Some observers said the ruling effectively ends any chance to establish labor unions in college athletics.
Ronald Meisburg, a former general counsel for the NLRB and a onetime board member, said Monday’s ruling would serve as precedent and likely compel regional NLRB offices nationwide to flatly reject future petitions, no matter which union activists submit them.
Its ruling disappointed both the union organizers, who had won overwhelmingly in a vote among the players, and the Steelworkers, which backed them, while cheering right wing lawmakers.
“I was incredibly surprised for the NLRB to punt on this issue, especially after it took 17 months to consider”, Mr. Zola said. Student athletes are technically students, but in many ways-particularly when it comes to the money they generate for their schools-their relationships to the colleges and universities are significantly different from non-student athletes.

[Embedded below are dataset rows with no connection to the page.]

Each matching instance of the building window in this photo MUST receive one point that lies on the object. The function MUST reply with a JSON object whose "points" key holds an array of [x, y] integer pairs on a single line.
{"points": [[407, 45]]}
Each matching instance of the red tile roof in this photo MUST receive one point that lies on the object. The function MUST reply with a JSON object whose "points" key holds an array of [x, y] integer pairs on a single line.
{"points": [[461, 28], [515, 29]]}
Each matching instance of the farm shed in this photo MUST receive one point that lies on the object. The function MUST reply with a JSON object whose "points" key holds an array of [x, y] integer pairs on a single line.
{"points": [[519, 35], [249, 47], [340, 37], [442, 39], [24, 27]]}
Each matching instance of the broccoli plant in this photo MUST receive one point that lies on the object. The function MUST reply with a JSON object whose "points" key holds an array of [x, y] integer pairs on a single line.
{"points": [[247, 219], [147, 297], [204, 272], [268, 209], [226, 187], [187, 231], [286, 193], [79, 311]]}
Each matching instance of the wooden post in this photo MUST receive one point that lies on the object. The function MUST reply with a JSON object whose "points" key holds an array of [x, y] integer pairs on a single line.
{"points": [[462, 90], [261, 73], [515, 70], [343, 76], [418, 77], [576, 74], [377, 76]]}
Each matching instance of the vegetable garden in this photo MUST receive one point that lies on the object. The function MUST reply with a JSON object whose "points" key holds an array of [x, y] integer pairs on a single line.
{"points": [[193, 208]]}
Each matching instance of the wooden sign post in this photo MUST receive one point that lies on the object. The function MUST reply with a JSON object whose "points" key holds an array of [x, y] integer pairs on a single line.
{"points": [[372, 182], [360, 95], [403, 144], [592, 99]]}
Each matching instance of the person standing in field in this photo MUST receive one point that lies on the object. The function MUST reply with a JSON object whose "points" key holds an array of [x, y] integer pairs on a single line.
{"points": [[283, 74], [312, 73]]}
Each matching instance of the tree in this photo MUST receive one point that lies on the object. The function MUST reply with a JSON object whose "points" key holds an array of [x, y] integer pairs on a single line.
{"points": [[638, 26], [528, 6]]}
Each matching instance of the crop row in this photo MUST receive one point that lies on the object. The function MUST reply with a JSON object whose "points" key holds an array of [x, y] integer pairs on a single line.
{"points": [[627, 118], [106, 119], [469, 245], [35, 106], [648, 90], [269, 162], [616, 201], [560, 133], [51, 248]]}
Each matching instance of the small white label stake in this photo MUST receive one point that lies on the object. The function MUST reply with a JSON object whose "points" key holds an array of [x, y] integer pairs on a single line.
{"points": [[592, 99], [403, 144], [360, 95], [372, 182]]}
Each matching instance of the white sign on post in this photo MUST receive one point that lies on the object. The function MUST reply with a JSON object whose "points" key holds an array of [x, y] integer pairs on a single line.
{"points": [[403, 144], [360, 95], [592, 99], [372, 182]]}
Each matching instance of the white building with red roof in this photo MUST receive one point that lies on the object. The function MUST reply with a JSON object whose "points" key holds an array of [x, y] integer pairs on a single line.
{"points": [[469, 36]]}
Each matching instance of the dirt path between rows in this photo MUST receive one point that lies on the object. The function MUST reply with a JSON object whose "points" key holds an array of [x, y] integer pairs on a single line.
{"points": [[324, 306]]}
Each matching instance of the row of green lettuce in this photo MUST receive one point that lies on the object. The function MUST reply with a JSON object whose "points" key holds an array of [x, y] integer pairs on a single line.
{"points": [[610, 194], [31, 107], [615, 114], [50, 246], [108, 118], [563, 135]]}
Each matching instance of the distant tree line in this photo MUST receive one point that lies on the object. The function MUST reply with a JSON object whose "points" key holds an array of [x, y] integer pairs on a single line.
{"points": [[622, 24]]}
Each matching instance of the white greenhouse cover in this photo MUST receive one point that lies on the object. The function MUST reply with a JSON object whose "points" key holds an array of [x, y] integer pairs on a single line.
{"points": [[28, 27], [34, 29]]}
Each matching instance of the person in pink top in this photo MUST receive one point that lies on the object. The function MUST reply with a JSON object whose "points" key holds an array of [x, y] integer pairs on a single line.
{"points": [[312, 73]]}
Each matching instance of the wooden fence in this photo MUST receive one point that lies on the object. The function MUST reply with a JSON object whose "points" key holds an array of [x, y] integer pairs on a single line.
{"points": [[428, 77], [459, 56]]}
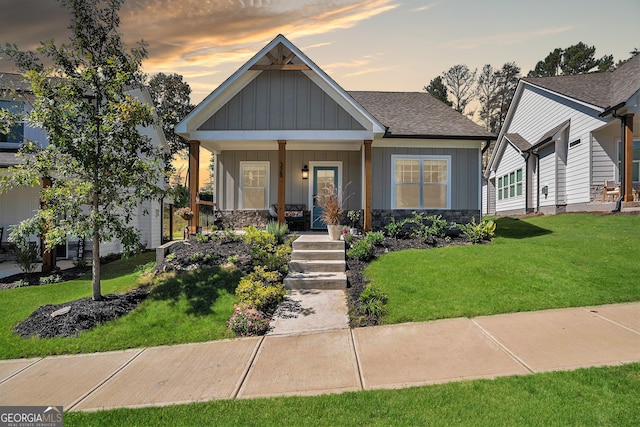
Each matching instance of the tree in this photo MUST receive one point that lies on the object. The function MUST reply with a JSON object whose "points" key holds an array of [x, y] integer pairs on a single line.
{"points": [[487, 91], [576, 59], [460, 83], [495, 90], [99, 165], [438, 90], [172, 100]]}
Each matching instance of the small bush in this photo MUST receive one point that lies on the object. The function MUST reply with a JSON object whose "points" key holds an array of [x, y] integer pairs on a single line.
{"points": [[375, 237], [361, 250], [196, 257], [373, 301], [478, 232], [202, 238], [248, 322], [27, 255], [260, 289], [277, 230], [48, 280], [395, 228]]}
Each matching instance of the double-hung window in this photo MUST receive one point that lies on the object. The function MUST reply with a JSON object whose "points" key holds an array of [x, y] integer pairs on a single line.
{"points": [[254, 185], [636, 161], [15, 134], [510, 185], [421, 182]]}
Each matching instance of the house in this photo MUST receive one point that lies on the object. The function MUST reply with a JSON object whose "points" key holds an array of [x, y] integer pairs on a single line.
{"points": [[281, 129], [562, 139], [20, 203]]}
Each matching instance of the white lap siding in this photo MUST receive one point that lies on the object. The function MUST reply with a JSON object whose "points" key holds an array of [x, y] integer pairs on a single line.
{"points": [[539, 111], [512, 160]]}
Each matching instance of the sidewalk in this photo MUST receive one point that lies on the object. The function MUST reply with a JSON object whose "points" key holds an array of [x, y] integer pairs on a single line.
{"points": [[330, 361]]}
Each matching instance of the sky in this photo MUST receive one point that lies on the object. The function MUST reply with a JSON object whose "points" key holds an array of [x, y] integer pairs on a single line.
{"points": [[386, 45]]}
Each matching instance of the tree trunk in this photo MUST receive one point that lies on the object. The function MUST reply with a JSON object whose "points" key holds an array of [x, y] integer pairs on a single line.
{"points": [[97, 294]]}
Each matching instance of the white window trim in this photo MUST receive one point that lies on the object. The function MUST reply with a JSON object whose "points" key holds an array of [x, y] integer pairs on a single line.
{"points": [[617, 172], [267, 164], [395, 157]]}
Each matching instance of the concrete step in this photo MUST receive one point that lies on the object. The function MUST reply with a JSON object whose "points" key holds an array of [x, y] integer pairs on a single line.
{"points": [[304, 243], [315, 255], [318, 266], [315, 281]]}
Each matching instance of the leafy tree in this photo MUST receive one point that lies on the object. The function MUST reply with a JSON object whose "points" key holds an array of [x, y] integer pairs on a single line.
{"points": [[576, 59], [172, 99], [460, 82], [99, 164], [495, 90], [438, 90]]}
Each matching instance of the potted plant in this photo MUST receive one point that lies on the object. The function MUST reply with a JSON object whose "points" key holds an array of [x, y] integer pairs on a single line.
{"points": [[354, 220], [330, 202], [185, 213]]}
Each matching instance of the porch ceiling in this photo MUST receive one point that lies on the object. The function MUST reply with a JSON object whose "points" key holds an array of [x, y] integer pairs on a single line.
{"points": [[216, 146]]}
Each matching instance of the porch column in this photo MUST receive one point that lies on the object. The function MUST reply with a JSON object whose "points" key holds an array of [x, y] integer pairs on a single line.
{"points": [[282, 175], [194, 181], [48, 255], [368, 190], [628, 159]]}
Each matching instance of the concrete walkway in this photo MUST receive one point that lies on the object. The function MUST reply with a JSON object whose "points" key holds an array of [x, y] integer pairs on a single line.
{"points": [[329, 361]]}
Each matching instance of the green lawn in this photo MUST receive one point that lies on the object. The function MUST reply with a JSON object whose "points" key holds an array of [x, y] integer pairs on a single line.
{"points": [[533, 264], [193, 307], [587, 397]]}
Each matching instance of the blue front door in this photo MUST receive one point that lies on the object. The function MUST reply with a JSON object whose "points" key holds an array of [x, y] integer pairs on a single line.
{"points": [[322, 176]]}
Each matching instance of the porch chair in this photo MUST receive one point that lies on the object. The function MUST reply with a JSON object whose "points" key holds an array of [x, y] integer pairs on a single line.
{"points": [[610, 189]]}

Notre Dame athletic director Jack Swarbrick says his school would be unwilling to participate in big-time sports if the Northwestern case caused a paradigm shift within college sports, but that schools on the other side of a “cultural divide” might be comfortable with a semi-pro model. In its unanimous decision [press release], which concerned players who receive grant-in-aid scholarships [materials], the Board held that asserting jurisdiction “would not promote labor stability due to the nature and structure of NCAA Division I Football Subdivisions (FBS)”.

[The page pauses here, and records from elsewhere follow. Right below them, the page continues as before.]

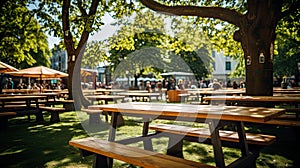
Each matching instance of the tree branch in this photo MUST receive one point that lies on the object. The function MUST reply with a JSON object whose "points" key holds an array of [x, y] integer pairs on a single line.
{"points": [[88, 23], [293, 8], [224, 14], [66, 26]]}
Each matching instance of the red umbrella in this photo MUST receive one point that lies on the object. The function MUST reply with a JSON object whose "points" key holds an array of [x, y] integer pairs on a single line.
{"points": [[6, 68]]}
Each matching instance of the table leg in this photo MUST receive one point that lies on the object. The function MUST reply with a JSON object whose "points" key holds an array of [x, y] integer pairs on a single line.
{"points": [[242, 139], [147, 142], [216, 142], [113, 127]]}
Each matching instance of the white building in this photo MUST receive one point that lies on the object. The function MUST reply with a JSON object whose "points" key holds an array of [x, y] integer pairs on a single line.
{"points": [[222, 66], [59, 60]]}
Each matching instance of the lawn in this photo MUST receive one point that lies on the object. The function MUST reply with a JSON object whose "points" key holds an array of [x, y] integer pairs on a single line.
{"points": [[30, 144]]}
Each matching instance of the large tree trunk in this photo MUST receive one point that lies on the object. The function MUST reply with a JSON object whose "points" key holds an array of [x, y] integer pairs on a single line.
{"points": [[257, 34]]}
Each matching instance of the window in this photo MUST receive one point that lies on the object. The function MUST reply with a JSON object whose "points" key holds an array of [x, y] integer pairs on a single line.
{"points": [[214, 54], [214, 66], [228, 66]]}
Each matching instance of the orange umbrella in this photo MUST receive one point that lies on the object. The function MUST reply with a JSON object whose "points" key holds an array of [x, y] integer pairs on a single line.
{"points": [[6, 68], [39, 72]]}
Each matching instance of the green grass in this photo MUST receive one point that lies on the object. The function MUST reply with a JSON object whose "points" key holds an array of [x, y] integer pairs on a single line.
{"points": [[30, 144]]}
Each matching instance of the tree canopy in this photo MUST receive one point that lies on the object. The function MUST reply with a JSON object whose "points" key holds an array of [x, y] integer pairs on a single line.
{"points": [[22, 41], [253, 24]]}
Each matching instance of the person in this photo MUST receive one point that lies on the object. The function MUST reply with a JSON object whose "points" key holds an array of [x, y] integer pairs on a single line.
{"points": [[148, 86], [171, 85], [180, 84], [203, 84], [234, 85], [10, 83], [216, 85]]}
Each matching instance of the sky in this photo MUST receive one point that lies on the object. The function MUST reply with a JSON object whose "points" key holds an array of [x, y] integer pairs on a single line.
{"points": [[106, 31]]}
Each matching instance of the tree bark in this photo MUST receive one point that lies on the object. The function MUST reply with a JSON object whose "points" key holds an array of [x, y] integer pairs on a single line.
{"points": [[75, 54]]}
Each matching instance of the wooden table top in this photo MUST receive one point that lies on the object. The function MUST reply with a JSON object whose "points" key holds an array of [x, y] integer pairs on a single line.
{"points": [[103, 97], [254, 98], [141, 94], [230, 113], [18, 97]]}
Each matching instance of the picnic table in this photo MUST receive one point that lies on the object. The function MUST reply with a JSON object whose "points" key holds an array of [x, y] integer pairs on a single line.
{"points": [[200, 94], [106, 98], [242, 100], [25, 106], [135, 96], [215, 116]]}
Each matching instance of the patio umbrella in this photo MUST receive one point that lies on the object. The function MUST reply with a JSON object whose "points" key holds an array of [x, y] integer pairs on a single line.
{"points": [[6, 68], [39, 72]]}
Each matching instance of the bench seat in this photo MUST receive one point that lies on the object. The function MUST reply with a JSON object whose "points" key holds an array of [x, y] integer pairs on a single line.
{"points": [[178, 133], [231, 136], [4, 116], [94, 118], [132, 155], [54, 112], [284, 122]]}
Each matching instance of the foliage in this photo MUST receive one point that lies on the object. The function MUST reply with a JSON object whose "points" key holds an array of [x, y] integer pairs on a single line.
{"points": [[22, 41], [287, 50], [183, 43], [95, 53]]}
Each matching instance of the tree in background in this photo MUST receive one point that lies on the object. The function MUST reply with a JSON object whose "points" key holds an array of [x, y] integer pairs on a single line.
{"points": [[23, 44], [74, 21], [94, 54], [255, 24], [147, 31], [287, 51]]}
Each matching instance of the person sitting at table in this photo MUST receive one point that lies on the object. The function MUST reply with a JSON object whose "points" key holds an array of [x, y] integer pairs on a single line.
{"points": [[180, 84], [234, 85], [171, 85], [10, 83], [216, 85], [148, 87]]}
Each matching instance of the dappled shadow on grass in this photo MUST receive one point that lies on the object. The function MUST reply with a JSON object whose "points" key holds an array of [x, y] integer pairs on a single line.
{"points": [[44, 144], [284, 152]]}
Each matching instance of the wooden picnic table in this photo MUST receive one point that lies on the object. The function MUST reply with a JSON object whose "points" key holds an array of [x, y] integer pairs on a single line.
{"points": [[137, 95], [208, 92], [106, 98], [27, 102], [109, 91], [252, 99], [215, 116]]}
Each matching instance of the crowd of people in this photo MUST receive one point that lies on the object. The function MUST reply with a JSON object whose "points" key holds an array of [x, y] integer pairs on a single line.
{"points": [[10, 84], [181, 84]]}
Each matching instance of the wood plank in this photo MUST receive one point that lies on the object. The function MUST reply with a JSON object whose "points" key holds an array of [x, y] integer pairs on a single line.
{"points": [[133, 155], [231, 113], [232, 136]]}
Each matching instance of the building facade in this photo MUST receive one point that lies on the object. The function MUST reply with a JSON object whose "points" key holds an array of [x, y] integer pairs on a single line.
{"points": [[59, 60], [222, 66]]}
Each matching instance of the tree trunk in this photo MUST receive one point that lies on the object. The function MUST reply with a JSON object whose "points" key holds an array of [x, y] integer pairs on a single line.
{"points": [[74, 83], [257, 34]]}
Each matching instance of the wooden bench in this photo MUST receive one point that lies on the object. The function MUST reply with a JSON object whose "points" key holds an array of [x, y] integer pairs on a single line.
{"points": [[4, 116], [132, 155], [284, 122], [178, 133], [54, 112], [94, 118]]}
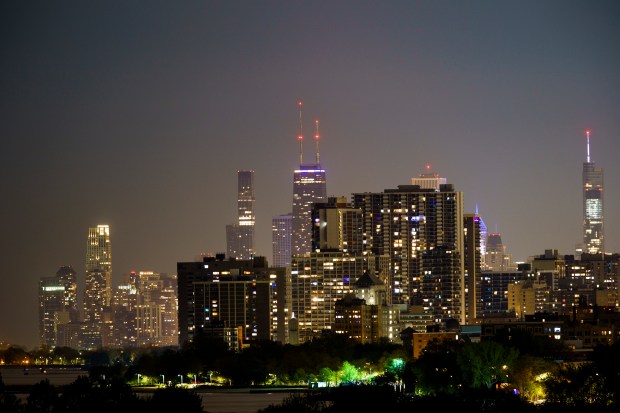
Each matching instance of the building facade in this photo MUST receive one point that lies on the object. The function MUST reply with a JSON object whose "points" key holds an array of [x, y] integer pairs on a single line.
{"points": [[57, 304], [421, 230], [240, 235], [281, 235]]}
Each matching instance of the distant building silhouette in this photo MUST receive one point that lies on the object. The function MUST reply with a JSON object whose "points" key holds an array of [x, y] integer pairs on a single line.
{"points": [[421, 230], [57, 304], [593, 212], [281, 235], [98, 288], [240, 235]]}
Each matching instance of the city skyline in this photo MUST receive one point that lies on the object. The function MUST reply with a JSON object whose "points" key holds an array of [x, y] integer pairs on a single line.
{"points": [[140, 121]]}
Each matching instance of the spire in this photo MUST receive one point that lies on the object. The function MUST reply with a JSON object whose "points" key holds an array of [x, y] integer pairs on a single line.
{"points": [[301, 136], [316, 138]]}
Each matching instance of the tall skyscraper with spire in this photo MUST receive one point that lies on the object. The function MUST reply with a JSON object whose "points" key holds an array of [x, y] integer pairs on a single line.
{"points": [[98, 288], [593, 235], [240, 236], [309, 187]]}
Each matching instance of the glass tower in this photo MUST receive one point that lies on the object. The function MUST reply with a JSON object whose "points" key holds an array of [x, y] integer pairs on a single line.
{"points": [[593, 238], [98, 288]]}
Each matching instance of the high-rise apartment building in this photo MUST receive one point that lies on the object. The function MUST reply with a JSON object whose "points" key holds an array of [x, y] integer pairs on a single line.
{"points": [[309, 187], [593, 234], [240, 236], [281, 235], [496, 258], [57, 304], [421, 230], [237, 300], [337, 226], [428, 180], [98, 286], [318, 281], [472, 264]]}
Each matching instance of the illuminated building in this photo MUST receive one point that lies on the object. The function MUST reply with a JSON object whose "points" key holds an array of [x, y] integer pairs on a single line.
{"points": [[357, 320], [472, 264], [429, 180], [98, 286], [57, 304], [240, 236], [337, 226], [318, 281], [309, 187], [496, 258], [281, 234], [421, 230], [239, 301], [593, 234], [156, 309]]}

“The door’s not closed”, Huma said. Still, Waters says activists could file new union petitions on behalf of teams in another region. That seems like it would be a sticky legal problem that’s not going to go away.

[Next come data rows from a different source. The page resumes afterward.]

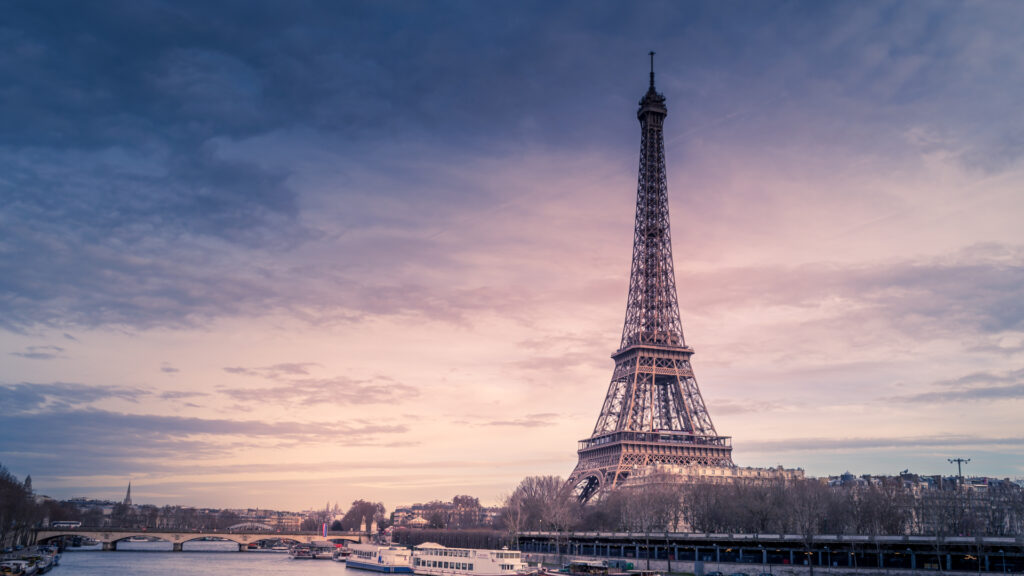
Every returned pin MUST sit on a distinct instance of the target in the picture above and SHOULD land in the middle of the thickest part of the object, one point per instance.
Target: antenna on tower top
(652, 70)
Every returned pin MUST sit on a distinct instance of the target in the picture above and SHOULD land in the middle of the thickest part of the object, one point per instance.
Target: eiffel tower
(653, 412)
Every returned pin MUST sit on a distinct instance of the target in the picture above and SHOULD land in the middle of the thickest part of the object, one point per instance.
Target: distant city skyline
(272, 256)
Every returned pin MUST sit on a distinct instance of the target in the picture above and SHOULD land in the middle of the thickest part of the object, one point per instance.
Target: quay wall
(687, 567)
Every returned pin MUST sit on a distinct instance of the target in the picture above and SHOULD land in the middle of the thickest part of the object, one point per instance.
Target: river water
(198, 559)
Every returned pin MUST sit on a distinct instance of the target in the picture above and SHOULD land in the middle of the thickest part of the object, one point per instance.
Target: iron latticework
(653, 412)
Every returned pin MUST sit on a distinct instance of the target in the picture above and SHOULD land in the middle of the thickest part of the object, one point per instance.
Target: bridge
(110, 537)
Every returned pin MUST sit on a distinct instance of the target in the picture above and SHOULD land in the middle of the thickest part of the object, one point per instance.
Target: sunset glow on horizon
(253, 255)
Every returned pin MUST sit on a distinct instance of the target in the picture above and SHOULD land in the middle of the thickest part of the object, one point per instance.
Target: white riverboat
(312, 550)
(434, 560)
(392, 560)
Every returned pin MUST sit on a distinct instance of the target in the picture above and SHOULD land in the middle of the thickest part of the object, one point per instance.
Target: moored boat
(341, 554)
(312, 550)
(434, 560)
(392, 560)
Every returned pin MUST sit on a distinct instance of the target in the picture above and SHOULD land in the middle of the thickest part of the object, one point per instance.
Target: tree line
(805, 506)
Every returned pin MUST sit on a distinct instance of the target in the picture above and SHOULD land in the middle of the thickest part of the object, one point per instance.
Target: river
(222, 559)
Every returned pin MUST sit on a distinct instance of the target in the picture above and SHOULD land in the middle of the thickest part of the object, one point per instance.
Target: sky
(281, 253)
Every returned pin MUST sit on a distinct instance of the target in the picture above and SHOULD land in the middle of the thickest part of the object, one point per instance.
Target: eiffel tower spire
(653, 411)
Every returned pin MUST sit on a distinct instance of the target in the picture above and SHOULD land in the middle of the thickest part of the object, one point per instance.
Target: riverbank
(688, 567)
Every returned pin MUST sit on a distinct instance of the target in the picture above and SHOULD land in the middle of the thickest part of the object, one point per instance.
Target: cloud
(79, 442)
(41, 353)
(295, 388)
(858, 444)
(526, 421)
(729, 407)
(275, 372)
(26, 399)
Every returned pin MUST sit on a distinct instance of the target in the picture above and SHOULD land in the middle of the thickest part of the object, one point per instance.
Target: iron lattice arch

SIEGEL: And remind us first, why did some of these Northwestern players, like former quarterback Kain Colter, want to form a union in the first place? Northwestern University protested, arguing that the players are temporary employees who are not eligible for collective bargaining. She tells OneNewsNow that a ruling in Northwestern players’ favor “would have destroyed college football”. In Northwestern’s case, Ohr concluded coaches are equivalent to business managers and scholarships are a form of pay.
It’s nice that the NLRB is so concerned with maintaining fairness among NCAA teams, but it should be more concerned with fairness for NCAA labor.
“For decades, advocates have been fighting for some things that we got changed in one year”. It came amid a seismic shift in college athletics and just before former UCLA basketball star Ed O’Bannon and his team of lawyers headed to court to challenge the mighty NCAA in court on antitrust issues, a fight they wound up winning.
In a statement, the Indianapolis-based NCAA portrayed the board’s ruling as recognition that it’s trying to improve conditions for athletes. Other states limit, or prohibit, public employees from unionizing altogether: college athletes at the University of Alabama, for example, have no constitutional or statutory right to collectively bargain. The NLRB has no power over state-run schools.
“We believe strongly that unionization and collective bargaining are not the appropriate methods to address the concerns raised by student-athletes”, the university said in a statement, adding that it was pleased with the NLRB’s decision.
In the wake of the petition and other lawsuits seeking more protection of athletes, NCAA and its conferences have been making changes, including more healthcare coverage after graduation in the Pac-12 conference and options in five of the wealthiest conferences that allow for players to receive up to $3,000 in addition to scholarship cash.